«Не штенка», — сказал товарищ Тимошенко

Тут вот еще о чем надо обязательно сказать: чем был футбол в СССР в конце 40-х годов и все 50-е годы? Он был составляющей системы. А система провозглашалась самой передовой в мире, так что она должна была быть передовой во всем, в том числе и в спорте. В ФИФА СССР вступил еще в 1946 году, а на официальные международные соревнования сборная по футболу вышла только в 1958 году. Боялись проигрыша. Московское «Динамо» отправилось на товарищеские матчи в Англию в 1945 году, конечно, ради спортивного интереса: а как мы с родоначальниками футбола — справимся? Но не в последнюю очередь поединкам придавалось и политическое значение. Ставилась задача: во что бы то ни стало победить представителей идеологического враждебного общества. И когда динамовцы выиграли у англичан, у спортивных чиновников отлегло от сердца: могли ведь и на архипелаг ГУЛаг загреметь. Уместно привести свидетельство генерала КГБ Павла Судоплатова: «Я помню, одно заседание Спецкомитета в 1945 году проходило в часы трансляции из Лондона футбольного матча между нашей командой и английской. Члены Политбюро и правительства были шокированы, когда Капица предложил прервать заседание и послушать матч. Возникла неловкая пауза, но Берия, ценивший юмор, к всеобщему изумлению, объявил перерыв. Напряжение спало. А затем настроение присутствующих поднялось, поскольку наша команда победила».

После проигрыша советских футболистов на Олимпиаде в Хельсинки сборной Югославии оргвыводы последовали мгновенно: разогнали и сборную, и команду ЦДКА, большинство игроков которой составляли сборную. И поделом: проявили политическую незрелость — проиграли команде Югославии, которая олицетворяла клику Тито.

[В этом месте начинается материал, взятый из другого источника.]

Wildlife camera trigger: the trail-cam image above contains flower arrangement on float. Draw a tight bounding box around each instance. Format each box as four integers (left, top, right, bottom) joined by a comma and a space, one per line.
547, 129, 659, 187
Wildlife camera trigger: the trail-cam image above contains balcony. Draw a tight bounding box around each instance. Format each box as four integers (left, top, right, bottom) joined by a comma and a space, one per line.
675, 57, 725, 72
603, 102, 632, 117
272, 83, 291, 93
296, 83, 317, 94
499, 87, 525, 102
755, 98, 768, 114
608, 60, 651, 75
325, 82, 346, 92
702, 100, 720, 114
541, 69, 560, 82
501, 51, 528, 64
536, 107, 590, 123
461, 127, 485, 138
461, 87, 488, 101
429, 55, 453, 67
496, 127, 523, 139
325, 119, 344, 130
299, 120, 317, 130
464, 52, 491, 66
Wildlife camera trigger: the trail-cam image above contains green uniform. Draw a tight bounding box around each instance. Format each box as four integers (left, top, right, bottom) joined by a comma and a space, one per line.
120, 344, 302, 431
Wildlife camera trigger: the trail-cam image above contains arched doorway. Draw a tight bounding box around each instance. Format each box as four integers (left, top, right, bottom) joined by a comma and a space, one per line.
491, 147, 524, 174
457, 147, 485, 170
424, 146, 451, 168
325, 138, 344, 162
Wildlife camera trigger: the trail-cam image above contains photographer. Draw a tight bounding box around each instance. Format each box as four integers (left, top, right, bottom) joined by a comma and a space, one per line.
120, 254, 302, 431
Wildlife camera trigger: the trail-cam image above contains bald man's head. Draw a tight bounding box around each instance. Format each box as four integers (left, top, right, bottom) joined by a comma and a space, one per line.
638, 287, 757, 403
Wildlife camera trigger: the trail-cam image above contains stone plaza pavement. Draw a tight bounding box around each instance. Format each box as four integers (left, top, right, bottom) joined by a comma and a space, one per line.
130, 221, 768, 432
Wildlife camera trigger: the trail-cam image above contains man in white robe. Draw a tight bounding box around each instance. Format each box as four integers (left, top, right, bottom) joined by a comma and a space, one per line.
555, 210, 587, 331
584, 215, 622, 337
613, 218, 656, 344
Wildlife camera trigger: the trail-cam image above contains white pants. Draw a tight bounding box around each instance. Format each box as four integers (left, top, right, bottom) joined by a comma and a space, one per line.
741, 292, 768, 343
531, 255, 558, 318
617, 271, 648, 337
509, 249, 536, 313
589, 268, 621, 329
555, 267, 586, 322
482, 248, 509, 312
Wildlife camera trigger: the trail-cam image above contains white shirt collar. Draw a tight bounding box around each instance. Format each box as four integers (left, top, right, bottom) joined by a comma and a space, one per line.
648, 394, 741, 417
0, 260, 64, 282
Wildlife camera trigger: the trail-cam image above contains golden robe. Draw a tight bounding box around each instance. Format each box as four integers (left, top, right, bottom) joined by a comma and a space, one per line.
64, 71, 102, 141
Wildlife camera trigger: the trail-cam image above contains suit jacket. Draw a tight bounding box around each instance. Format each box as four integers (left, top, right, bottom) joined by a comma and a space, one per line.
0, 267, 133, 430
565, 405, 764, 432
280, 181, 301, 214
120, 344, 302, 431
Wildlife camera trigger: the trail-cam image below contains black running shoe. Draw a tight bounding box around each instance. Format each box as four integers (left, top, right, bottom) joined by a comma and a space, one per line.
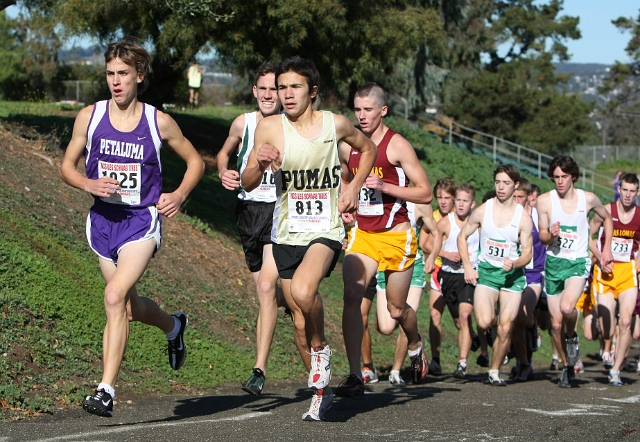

Но футбол был и зрелищем, которое отвлекало народ от мыслей о хлебе насущном. Наверняка вы хотя бы раз видели документальные кадры, как люди валят на стадион «Динамо», как залезают прямо в окна трамваев. Трибуны, забитые под завязку бедно одетыми людьми. «В 50-е годы ходить на спортивные зрелища было и модно, и частью жизни, — вспоминает Нами Микоян, мать Стаса Намина и жена…. — На стадионах в перерывах прохаживались самые красивые девушки, специально для этого принаряженные. Особенно привелекала внимание жена Константина Бескова, уже тогда выдающегося футболиста, Лера Бескова». Кадры кинохроники не зафиксировали красавицу Леру, только трибуны, а на них море замерших, внимательных лиц, и наконец — гол! Стадион превращается в море ликующее. Вот оно счастье народное: Бобёр забил гол.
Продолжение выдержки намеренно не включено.